If You're Having Trouble Expressing Your Feelings To Your Partner, Send These 7 Texts
If communicating your feelings to your boo is tricky enough in person, adding a screen in between you can feel like trying to navigate an obstacle course. Regardless of how much you love your boo or how long you've been dating, when you're having trouble expressing your feelings, texting can feel extra hard.
Texting can be a great way to communicate quickly and check in during the day. However, trying to unpack large emotional topics on such a little screen can sometimes prove to be, well, challenging. If you're not sure how you're feeling about something or you're feeling so many different things about something that it would be impossible to capture it all in a single text, asking your boo to speak in person or over the phone is always OK. Additionally, stating that you need more time to unpack where your head is at or letting your partner know that you will reach out when you are ready keeps everyone on the same page as you move through your relationship ups and downs.

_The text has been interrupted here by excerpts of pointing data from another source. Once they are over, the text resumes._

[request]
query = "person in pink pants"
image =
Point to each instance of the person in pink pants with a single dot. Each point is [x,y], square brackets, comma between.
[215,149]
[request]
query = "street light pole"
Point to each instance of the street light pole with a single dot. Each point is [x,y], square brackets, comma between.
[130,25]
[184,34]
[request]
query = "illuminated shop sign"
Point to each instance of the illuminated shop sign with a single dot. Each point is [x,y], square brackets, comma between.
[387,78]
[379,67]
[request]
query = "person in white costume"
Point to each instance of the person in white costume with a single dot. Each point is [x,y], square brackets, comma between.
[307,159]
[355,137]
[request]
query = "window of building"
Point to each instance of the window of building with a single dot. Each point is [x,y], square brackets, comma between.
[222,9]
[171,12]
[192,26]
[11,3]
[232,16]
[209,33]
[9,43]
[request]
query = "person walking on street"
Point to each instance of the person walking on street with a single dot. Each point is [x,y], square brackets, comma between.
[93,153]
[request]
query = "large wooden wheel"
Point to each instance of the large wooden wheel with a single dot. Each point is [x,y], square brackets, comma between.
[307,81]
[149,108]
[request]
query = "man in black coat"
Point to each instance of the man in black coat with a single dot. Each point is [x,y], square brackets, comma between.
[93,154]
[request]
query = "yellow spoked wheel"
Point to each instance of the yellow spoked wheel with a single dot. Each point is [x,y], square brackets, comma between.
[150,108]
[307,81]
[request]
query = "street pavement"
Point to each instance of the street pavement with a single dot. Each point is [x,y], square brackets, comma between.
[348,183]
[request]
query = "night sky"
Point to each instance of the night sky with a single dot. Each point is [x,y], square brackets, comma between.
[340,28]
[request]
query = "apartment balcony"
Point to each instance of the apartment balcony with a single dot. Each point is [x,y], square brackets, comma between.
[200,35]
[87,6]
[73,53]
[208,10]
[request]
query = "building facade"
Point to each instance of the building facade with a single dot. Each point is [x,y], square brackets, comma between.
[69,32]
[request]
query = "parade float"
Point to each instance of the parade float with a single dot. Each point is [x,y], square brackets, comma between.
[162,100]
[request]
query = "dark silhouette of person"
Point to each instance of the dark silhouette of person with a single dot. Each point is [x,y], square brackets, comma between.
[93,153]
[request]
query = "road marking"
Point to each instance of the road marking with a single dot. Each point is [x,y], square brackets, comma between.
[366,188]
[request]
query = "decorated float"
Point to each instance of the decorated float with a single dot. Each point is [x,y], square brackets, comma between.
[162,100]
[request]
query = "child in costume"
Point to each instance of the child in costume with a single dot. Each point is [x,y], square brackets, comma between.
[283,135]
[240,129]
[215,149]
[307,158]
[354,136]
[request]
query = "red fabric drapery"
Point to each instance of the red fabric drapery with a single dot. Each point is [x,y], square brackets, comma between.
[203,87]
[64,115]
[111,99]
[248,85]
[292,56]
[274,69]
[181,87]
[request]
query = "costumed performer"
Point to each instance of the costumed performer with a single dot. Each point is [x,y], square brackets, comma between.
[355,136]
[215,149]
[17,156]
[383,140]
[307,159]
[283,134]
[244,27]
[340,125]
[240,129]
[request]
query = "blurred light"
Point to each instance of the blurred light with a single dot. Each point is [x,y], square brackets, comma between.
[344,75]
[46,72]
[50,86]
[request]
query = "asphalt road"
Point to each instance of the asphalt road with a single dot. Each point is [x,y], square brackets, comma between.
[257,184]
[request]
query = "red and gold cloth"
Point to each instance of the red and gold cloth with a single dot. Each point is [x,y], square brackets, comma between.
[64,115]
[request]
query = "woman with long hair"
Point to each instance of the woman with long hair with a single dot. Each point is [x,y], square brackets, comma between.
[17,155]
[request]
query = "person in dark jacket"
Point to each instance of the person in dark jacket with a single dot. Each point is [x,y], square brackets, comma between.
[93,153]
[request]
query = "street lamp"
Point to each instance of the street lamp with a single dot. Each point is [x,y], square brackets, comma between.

If you need some inspiration, I've collected seven texts to send when you're struggling to express your feelings about something to your partner.
1. Can I call you?
If you have a lot of feelings about something but you're not sure how to articulate them or you have no idea exactly what it is you are feeling about something in the first place, crafting words together into a text message can feel impossible. Rather than stress about how your tone may be perceived or how you want to word something, ask your boo to speak on the phone. Literally talking to your partner can allow them to hear your voice inflections and better understand what you're feeling.
2. I need time to sit with my feelings about this, I'll reach out when I'm ready.

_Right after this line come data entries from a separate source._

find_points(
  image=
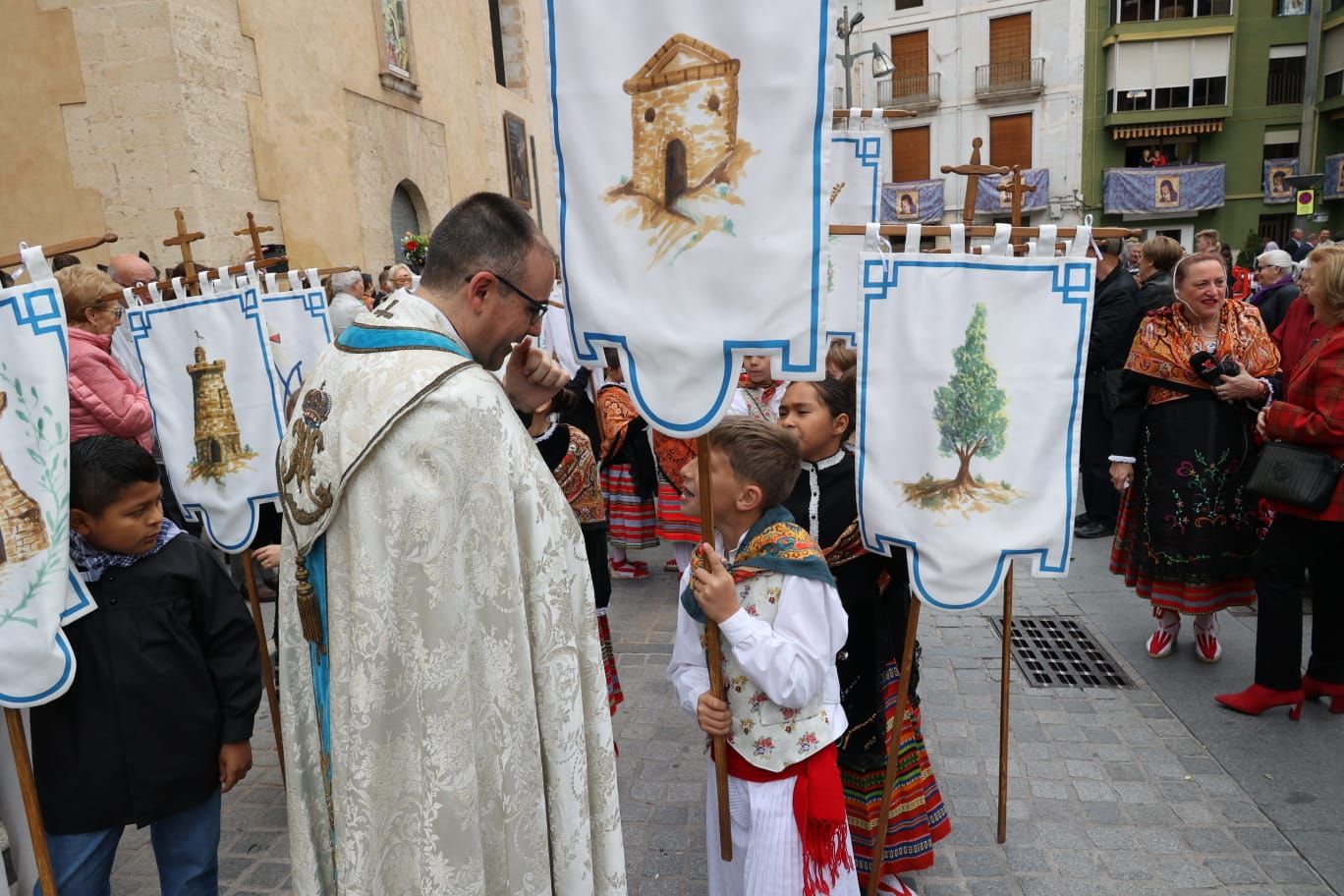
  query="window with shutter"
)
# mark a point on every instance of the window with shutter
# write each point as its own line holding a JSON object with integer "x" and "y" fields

Texting can be extra stressful when you're feeling pressured to respond immediately. Rather than rush through whatever you're feeling or forcing yourself to say something when you're not sure what you want to say, tell your partner you need a minute to think about what you're feeling. Moreover, adding that you'll reach out when you're ready establishes that you can take all the time you need and that you're not dodging your boo by taking a while to reply.
3. I'm not sure how I feel, I'd love to talk more in person.
If a text conversation starts to get more intense or emotional than you'd prefer, offer to move the conversation to an in-person chat later in the day or week. Talking face-to-face will let your partner read your body language and see your face, and can give them extra insight into your feelings.
4. When you *insert specific thing* it makes me feel *insert specific feeling.*
This type of texts works for all sorts of emotions! Whether you feel super loved when your partner texts you good morning or you feel super ignored when your partner takes a day to reply to you, a cause and effect-like text can be straight to the point. Getting as specific as possible about a certain action and the specific feeling it provokes can help you express what's on your mind in little chunks.
5. I think you are so *insert compliment* and *insert compliment* and I am so happy to be with you.
If you totally love your boo and you're not always great at being affectionate or you're not sure your partner knows how much you care, try sending short compliments. Something like, "You are so cute and fun!" or, "I love how smart you are" is a great way to give them some loving in a short and sweet way.
6. I'm not feeling OK about *insert thing* and I need some time and space to think about it.
If your boo upset you and doesn't know it or you're sad about something and they think everything is fine, it can feel intimidating to express to them that you're not cool with whatever thing happened. Rather than pretending you're fine, or not bringing up that you're upset about something, saying something brief like, "Hey, I'm not OK about how our last conversation unfolded," establishes that you aren't feeling good without pressuring you to literally define how you're feeling.
7. It hurt my feelings when you, *insert action*
Being as concise yet specific as possible is another great way to open up to your partner when you're not feeling well about something. Rather than a long intro like, "I don't really know how to tell you this, and I'm sure you didn't mean it, but I'm kinda starting to feel like.... " getting straight into it with something like, "It hurt my feelings when you didn't make the dinner reservation," can get right at the heart of what you're feeling.
If talking about your feelings doesn't come easy to you, texting about them can sometimes feel impossible. If you're not feeling the messaging, ask your boo to speak in person or on the phone, or share that you need a day to get your thoughts together. You deserve all the time and space you need to express yourself, no matter what you're feeling.